Small firms have been the victims of fraudulent emails purportedly sent by HM Revenue and Customs (HMRC).
The bogus emails attempt to persuade them to hand over confidential information with the promise of a tax rebate.
At the beginning of January, HMRC was said to be receiving thousands of reports a week from taxpayers about a number of tax email scams. Even now businesses and individual taxpayers are passing on information to HMRC about illegal emails at a rate of about 300 a week.
The police believe that fake emails aimed at small firms and taxpayers now constitute the largest single type of online crime.
The scam emails work by directing recipients to a web page that appears identical to the HM Revenue and Customs site with the inducement of a substantial tax refund.

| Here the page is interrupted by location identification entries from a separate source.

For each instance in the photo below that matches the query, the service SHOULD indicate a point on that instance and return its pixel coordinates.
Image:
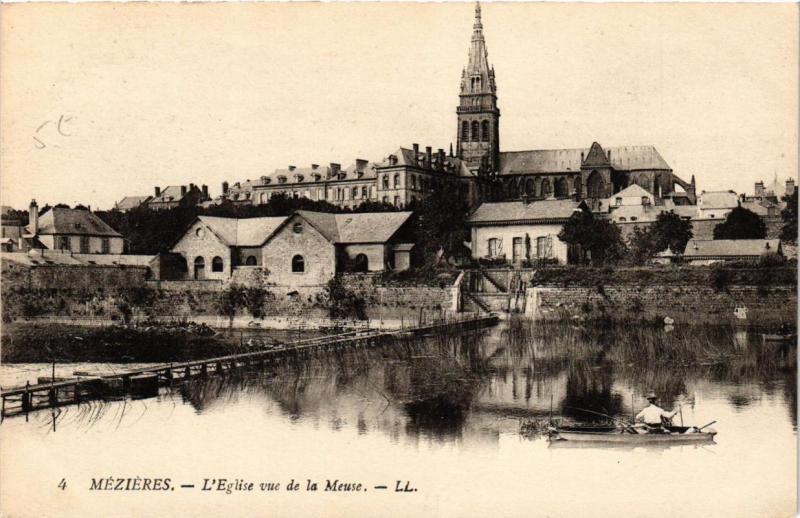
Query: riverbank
(32, 343)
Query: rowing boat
(615, 434)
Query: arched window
(530, 188)
(360, 263)
(298, 264)
(595, 185)
(199, 268)
(547, 188)
(561, 188)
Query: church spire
(478, 116)
(480, 77)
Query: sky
(102, 101)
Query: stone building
(310, 247)
(212, 247)
(74, 230)
(305, 249)
(478, 168)
(178, 196)
(519, 232)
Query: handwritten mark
(60, 128)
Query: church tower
(478, 134)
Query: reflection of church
(592, 174)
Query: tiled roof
(718, 200)
(632, 191)
(623, 158)
(62, 220)
(521, 211)
(131, 202)
(170, 193)
(364, 227)
(730, 247)
(242, 231)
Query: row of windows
(476, 132)
(218, 265)
(65, 243)
(544, 248)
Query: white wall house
(519, 231)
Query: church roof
(718, 200)
(623, 158)
(242, 231)
(363, 227)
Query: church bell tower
(478, 134)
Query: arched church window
(595, 185)
(561, 188)
(547, 188)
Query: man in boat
(653, 416)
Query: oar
(706, 426)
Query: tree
(601, 238)
(741, 224)
(440, 225)
(229, 302)
(668, 231)
(789, 215)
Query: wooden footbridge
(145, 382)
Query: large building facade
(477, 170)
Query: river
(440, 420)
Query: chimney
(33, 218)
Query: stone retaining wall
(764, 305)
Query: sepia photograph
(394, 259)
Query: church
(477, 170)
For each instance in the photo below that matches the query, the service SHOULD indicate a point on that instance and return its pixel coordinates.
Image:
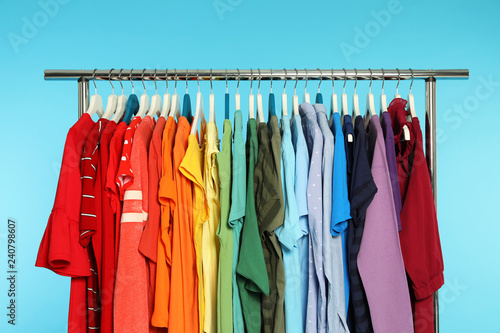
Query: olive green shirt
(269, 205)
(251, 270)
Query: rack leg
(430, 152)
(83, 96)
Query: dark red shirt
(420, 244)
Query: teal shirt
(237, 212)
(289, 233)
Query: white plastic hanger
(144, 104)
(344, 108)
(355, 99)
(122, 102)
(211, 115)
(307, 98)
(251, 99)
(95, 105)
(112, 100)
(260, 112)
(383, 97)
(199, 109)
(166, 100)
(370, 100)
(284, 103)
(155, 108)
(295, 98)
(334, 105)
(397, 95)
(411, 100)
(237, 96)
(406, 130)
(174, 107)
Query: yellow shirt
(192, 168)
(210, 242)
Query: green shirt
(252, 274)
(237, 213)
(269, 204)
(225, 234)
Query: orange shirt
(192, 168)
(167, 195)
(131, 291)
(184, 286)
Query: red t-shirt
(107, 260)
(60, 249)
(115, 153)
(420, 244)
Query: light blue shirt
(340, 201)
(301, 176)
(332, 246)
(289, 233)
(316, 300)
(237, 212)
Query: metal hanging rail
(263, 74)
(429, 75)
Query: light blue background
(36, 114)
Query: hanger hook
(258, 87)
(227, 89)
(399, 78)
(198, 79)
(109, 79)
(166, 78)
(211, 87)
(333, 83)
(132, 81)
(251, 80)
(238, 84)
(371, 79)
(154, 78)
(320, 80)
(271, 80)
(307, 79)
(411, 84)
(120, 78)
(175, 79)
(355, 79)
(383, 80)
(142, 78)
(93, 79)
(345, 79)
(296, 80)
(286, 74)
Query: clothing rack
(430, 76)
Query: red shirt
(90, 227)
(60, 249)
(420, 244)
(115, 153)
(107, 260)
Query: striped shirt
(88, 221)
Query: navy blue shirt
(362, 190)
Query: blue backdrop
(65, 34)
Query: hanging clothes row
(317, 222)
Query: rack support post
(430, 152)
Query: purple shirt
(316, 298)
(380, 262)
(390, 152)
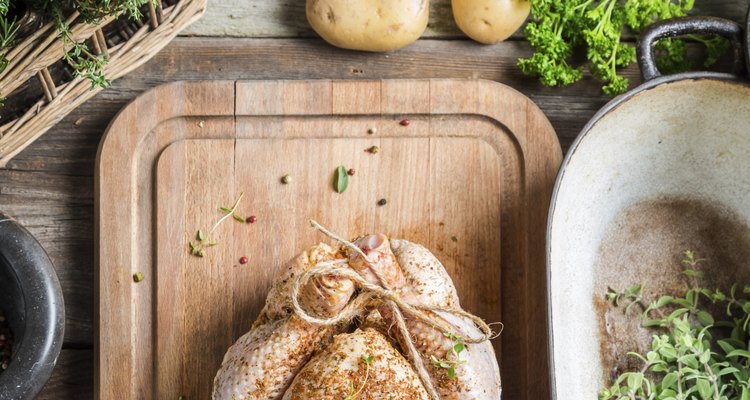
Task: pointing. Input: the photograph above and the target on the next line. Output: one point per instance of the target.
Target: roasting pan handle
(685, 26)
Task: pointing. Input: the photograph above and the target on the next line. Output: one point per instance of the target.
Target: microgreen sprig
(367, 359)
(203, 240)
(452, 358)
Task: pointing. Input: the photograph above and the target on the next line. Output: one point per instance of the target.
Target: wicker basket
(129, 44)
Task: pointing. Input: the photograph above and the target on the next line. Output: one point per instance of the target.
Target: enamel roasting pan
(660, 170)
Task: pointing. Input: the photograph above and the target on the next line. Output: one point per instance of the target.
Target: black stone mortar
(31, 299)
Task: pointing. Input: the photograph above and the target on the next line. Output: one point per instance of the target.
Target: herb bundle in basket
(56, 54)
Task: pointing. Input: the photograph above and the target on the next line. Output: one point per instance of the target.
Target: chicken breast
(477, 375)
(278, 301)
(262, 364)
(361, 365)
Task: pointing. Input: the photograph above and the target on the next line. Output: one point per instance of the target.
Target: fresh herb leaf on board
(341, 179)
(561, 28)
(700, 343)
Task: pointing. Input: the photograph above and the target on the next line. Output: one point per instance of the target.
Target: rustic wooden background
(49, 186)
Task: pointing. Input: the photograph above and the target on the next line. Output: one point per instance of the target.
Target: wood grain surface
(188, 157)
(49, 187)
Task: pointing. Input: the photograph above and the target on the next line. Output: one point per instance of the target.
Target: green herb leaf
(341, 179)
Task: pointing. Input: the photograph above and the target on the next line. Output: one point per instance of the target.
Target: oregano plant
(696, 352)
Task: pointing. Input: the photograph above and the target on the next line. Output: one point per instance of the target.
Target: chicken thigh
(361, 365)
(420, 279)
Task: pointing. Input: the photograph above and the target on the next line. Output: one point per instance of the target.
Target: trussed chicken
(262, 364)
(362, 365)
(420, 278)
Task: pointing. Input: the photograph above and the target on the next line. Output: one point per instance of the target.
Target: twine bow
(372, 295)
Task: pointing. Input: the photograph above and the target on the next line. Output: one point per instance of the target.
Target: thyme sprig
(696, 353)
(352, 394)
(203, 240)
(452, 358)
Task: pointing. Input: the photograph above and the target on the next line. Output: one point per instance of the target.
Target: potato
(370, 25)
(490, 21)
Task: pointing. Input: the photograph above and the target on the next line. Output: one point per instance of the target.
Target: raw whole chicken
(420, 279)
(362, 365)
(286, 358)
(263, 362)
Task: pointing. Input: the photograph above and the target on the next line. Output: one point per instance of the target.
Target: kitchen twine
(371, 294)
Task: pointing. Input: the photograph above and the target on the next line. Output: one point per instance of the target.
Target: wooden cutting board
(470, 178)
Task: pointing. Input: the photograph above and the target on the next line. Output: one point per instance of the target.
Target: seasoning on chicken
(278, 301)
(262, 364)
(362, 365)
(477, 375)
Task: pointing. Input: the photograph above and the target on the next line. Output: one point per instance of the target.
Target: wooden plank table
(49, 186)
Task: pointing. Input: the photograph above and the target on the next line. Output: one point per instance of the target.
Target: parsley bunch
(559, 28)
(697, 352)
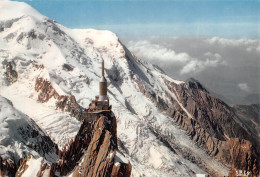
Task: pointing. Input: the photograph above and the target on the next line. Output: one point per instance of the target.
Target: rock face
(7, 167)
(214, 126)
(249, 116)
(93, 152)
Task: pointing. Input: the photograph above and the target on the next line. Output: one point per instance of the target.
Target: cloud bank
(157, 54)
(227, 67)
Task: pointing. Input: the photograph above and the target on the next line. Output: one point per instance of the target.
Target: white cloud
(244, 86)
(145, 49)
(233, 42)
(164, 56)
(196, 66)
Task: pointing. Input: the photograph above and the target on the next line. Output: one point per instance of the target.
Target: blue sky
(225, 18)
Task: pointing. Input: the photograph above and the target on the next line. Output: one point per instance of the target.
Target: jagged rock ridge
(152, 140)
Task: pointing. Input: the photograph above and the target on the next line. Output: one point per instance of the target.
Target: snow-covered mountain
(162, 126)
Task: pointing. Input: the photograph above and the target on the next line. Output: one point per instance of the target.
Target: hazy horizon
(214, 42)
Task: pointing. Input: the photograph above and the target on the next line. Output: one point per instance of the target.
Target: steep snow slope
(26, 36)
(20, 136)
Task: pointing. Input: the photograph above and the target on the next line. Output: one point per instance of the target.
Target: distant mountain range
(165, 127)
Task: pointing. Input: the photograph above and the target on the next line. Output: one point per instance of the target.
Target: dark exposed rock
(214, 126)
(22, 167)
(7, 167)
(249, 115)
(10, 73)
(91, 153)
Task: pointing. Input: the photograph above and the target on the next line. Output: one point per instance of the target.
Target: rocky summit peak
(163, 127)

The fake page is particularly misleading since it uses the same graphics and stylesheets as the actual HMRC site, the aim being to secure the name, address and credit card details of users.
Stephen Alambritis of the Federation of Small Businesses said: “They are very plausible and at a time when businesses need all the cash they can get, the prospect of a tax rebate is attractive. It is very worrying. We have been surprised and worried by the way the scams are organised.”

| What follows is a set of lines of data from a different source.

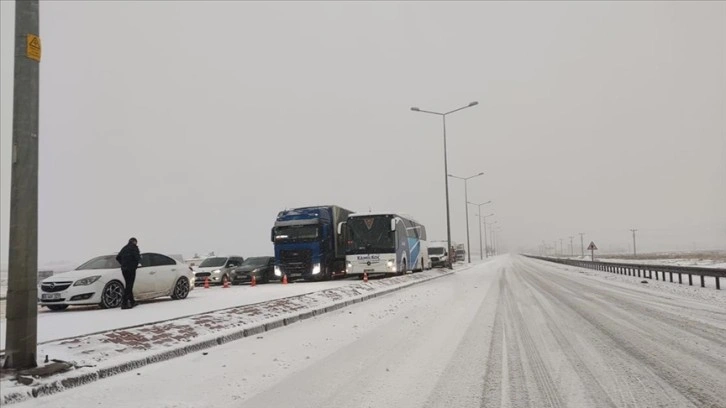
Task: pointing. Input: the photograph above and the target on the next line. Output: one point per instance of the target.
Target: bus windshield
(370, 235)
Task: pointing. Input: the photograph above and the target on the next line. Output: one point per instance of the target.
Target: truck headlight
(87, 281)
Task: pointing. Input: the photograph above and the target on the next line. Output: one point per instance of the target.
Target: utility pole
(22, 299)
(572, 248)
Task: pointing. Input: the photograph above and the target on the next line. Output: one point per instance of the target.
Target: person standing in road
(129, 258)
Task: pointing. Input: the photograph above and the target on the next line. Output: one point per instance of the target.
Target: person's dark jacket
(129, 257)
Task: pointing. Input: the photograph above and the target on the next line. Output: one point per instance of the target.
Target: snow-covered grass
(704, 259)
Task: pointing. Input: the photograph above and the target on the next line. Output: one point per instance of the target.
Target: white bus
(384, 243)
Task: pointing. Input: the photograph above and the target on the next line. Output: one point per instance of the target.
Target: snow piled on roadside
(109, 353)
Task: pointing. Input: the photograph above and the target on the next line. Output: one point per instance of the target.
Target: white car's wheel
(112, 295)
(181, 289)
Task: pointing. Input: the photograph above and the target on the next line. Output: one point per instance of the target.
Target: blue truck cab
(307, 242)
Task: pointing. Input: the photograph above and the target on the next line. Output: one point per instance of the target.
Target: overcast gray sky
(191, 124)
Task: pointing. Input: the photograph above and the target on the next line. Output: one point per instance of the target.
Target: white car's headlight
(87, 281)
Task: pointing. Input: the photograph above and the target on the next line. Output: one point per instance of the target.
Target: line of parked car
(100, 282)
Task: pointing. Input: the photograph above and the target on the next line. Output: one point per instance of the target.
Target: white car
(100, 282)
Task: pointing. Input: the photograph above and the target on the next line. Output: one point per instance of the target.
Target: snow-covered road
(79, 320)
(512, 332)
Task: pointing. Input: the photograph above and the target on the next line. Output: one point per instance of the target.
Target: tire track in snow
(595, 388)
(636, 340)
(492, 395)
(543, 380)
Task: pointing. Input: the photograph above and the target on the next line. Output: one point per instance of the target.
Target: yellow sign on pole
(32, 49)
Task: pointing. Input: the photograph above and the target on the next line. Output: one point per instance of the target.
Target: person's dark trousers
(129, 277)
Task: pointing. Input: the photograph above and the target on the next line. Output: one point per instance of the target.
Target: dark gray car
(261, 267)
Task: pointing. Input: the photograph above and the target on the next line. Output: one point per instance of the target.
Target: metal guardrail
(646, 270)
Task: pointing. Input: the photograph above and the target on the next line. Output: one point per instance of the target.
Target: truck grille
(296, 262)
(54, 286)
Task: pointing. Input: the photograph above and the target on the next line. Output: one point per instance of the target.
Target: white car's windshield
(213, 262)
(101, 262)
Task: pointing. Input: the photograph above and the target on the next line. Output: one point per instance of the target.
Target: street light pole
(22, 300)
(466, 208)
(481, 253)
(572, 248)
(446, 166)
(486, 248)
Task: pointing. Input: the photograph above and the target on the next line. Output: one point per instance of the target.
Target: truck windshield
(436, 251)
(370, 235)
(297, 233)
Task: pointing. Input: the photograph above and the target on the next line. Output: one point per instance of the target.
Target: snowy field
(78, 320)
(708, 260)
(508, 333)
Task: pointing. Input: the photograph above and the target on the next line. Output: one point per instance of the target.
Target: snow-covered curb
(109, 353)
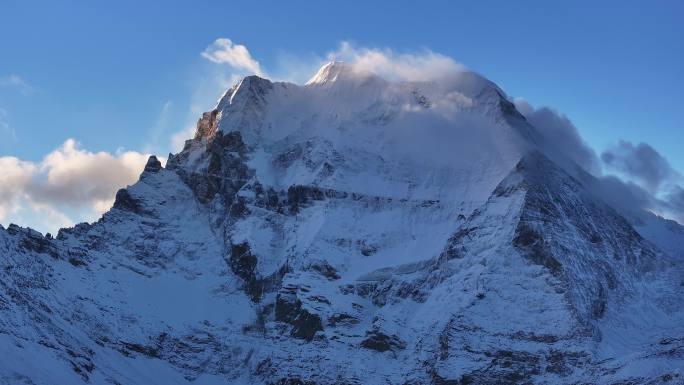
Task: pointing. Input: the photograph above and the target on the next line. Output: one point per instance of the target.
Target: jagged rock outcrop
(354, 230)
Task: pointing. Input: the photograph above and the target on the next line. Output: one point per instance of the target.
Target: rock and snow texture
(353, 230)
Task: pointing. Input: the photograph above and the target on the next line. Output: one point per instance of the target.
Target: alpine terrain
(352, 230)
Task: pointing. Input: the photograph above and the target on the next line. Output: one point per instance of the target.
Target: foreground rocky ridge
(309, 235)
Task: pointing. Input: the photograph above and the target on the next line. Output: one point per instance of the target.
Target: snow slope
(353, 230)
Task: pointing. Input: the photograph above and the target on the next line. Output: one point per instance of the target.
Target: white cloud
(15, 81)
(421, 66)
(223, 50)
(69, 185)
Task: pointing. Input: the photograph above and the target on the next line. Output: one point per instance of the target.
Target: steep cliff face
(350, 231)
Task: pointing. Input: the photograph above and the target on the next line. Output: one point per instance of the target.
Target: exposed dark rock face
(153, 164)
(126, 202)
(289, 309)
(381, 342)
(243, 264)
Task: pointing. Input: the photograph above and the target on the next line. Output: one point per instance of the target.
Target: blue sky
(129, 74)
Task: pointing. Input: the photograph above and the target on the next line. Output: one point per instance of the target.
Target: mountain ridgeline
(353, 230)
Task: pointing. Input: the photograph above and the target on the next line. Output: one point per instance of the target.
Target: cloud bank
(562, 134)
(641, 162)
(223, 50)
(421, 66)
(69, 184)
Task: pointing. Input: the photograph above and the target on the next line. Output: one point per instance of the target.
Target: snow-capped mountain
(353, 230)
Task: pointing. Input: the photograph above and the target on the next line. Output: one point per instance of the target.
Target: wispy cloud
(224, 51)
(414, 66)
(68, 180)
(18, 83)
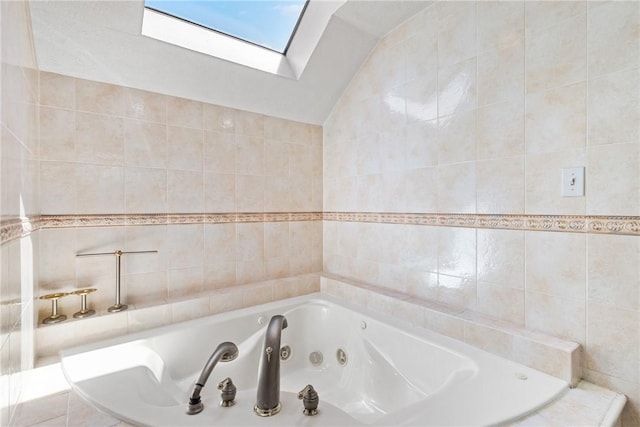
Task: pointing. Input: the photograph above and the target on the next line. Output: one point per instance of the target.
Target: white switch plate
(573, 182)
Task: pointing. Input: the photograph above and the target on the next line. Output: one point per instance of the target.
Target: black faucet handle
(310, 400)
(227, 392)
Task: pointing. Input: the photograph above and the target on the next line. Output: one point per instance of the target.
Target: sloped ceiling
(101, 40)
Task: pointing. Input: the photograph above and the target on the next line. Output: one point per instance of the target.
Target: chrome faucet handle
(310, 400)
(227, 392)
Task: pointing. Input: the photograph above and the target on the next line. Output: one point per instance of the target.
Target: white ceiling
(101, 40)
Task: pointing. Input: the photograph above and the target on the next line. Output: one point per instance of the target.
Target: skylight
(266, 23)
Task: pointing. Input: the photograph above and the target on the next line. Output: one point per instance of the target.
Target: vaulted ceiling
(101, 40)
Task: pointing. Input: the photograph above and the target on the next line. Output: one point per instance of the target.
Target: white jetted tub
(367, 369)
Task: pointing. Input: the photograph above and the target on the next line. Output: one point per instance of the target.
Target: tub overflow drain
(285, 352)
(341, 356)
(315, 357)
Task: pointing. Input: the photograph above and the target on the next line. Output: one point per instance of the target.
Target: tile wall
(474, 107)
(19, 199)
(111, 150)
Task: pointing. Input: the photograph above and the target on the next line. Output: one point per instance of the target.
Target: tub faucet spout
(268, 399)
(225, 352)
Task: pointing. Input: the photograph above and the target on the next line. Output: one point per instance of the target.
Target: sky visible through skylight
(266, 23)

However, the promise of a non-existent tax rebate is not the only scam being run by criminals pretending to represent HMRC and targeting small businesses in the hope of getting people to disclose details that would enable the fraudsters to gain access to bank or business accounts.
HMRC has warned that although these fraudulent emails may contain the HMRC logo and other details, they are fake and recipients should never respond to an email which asks for personal information. The tax authorities said that, while they may send emails from time to time, they would never do so requesting login, bank and credit cards details.

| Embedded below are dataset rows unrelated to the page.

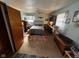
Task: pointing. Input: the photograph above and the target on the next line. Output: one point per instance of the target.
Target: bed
(37, 30)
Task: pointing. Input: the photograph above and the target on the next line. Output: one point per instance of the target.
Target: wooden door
(15, 26)
(5, 46)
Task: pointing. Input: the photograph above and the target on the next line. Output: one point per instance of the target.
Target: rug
(28, 56)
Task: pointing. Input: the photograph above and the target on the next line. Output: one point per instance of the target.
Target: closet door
(5, 46)
(15, 27)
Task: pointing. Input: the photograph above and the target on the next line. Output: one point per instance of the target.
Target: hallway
(40, 47)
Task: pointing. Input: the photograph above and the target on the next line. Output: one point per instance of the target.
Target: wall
(5, 1)
(72, 29)
(24, 14)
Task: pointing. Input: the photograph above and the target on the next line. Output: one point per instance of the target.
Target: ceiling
(43, 5)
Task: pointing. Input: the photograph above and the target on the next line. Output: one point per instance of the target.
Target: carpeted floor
(40, 46)
(20, 55)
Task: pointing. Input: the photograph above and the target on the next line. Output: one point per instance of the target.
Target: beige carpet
(40, 47)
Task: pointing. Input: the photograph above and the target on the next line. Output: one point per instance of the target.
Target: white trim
(9, 34)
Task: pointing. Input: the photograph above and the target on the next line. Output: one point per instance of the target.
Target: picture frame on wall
(76, 16)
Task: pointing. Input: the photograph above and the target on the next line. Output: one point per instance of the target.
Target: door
(15, 27)
(5, 46)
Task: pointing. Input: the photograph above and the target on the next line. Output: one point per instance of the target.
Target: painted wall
(5, 1)
(24, 14)
(71, 29)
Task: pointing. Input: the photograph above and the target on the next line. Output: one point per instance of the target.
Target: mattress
(36, 30)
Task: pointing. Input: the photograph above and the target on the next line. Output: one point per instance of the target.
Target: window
(61, 21)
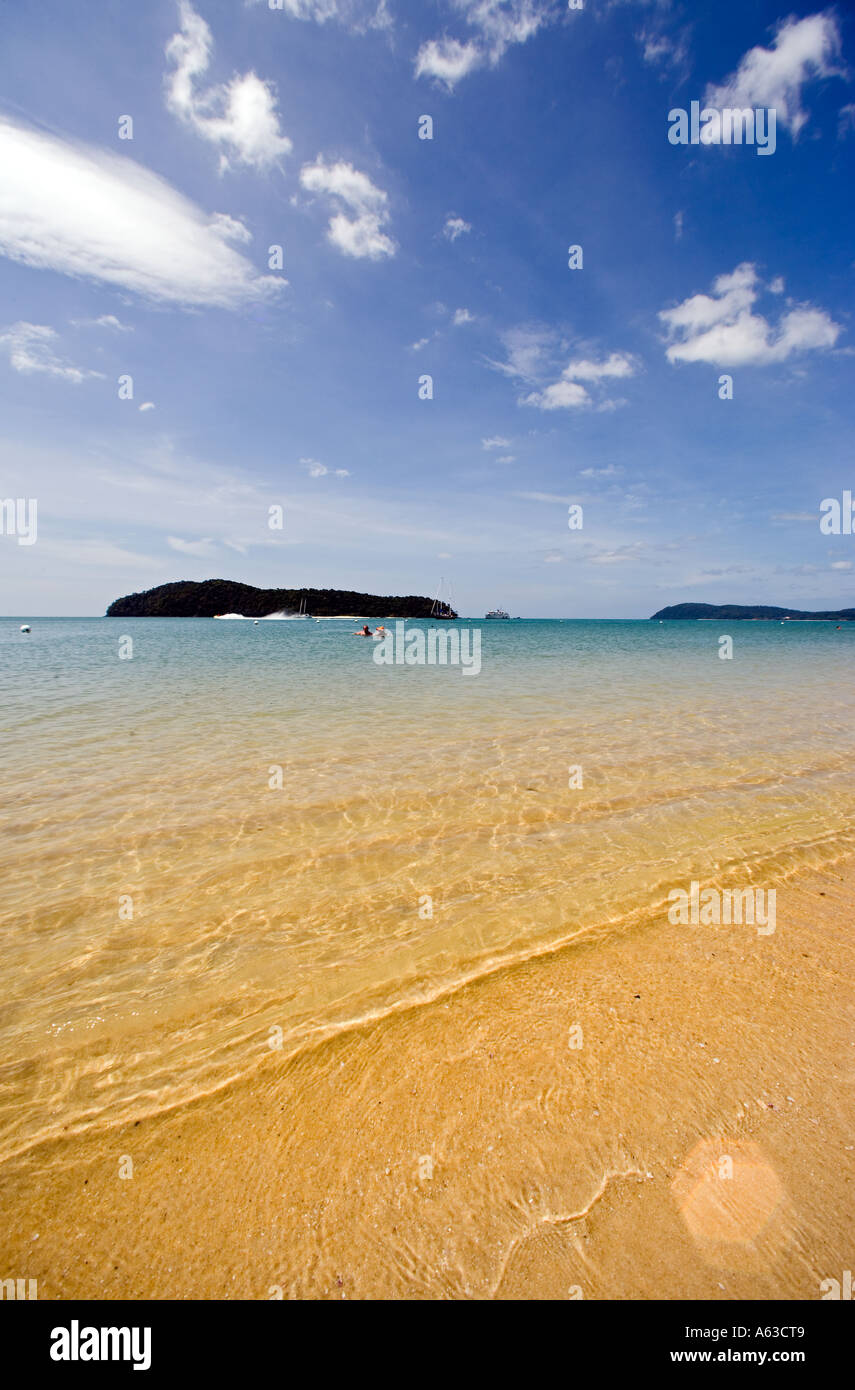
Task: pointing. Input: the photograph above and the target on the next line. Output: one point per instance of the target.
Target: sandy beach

HMRC has published a series of pointers that will help people spot a fraudulent email. These include: the padlock – anyone logging on to HMRC Online Services is always in a ‘secure session’, shown by the padlock in the bottom right hand corner of the web browser; fraudulent emails are not normally addressed to someone personally, and they can be missing addressee details; look out for the name – HM Revenue and Customs was formed in April 2005 following the merger of Inland Revenue and HM Customs and Excise departments, and those former departmental names no longer exist; embedded links – since the email may include a link that leads to a website that may appear genuine but is fake, hovering the mouse pointer over the link will show the real address to which the recipient is being directed.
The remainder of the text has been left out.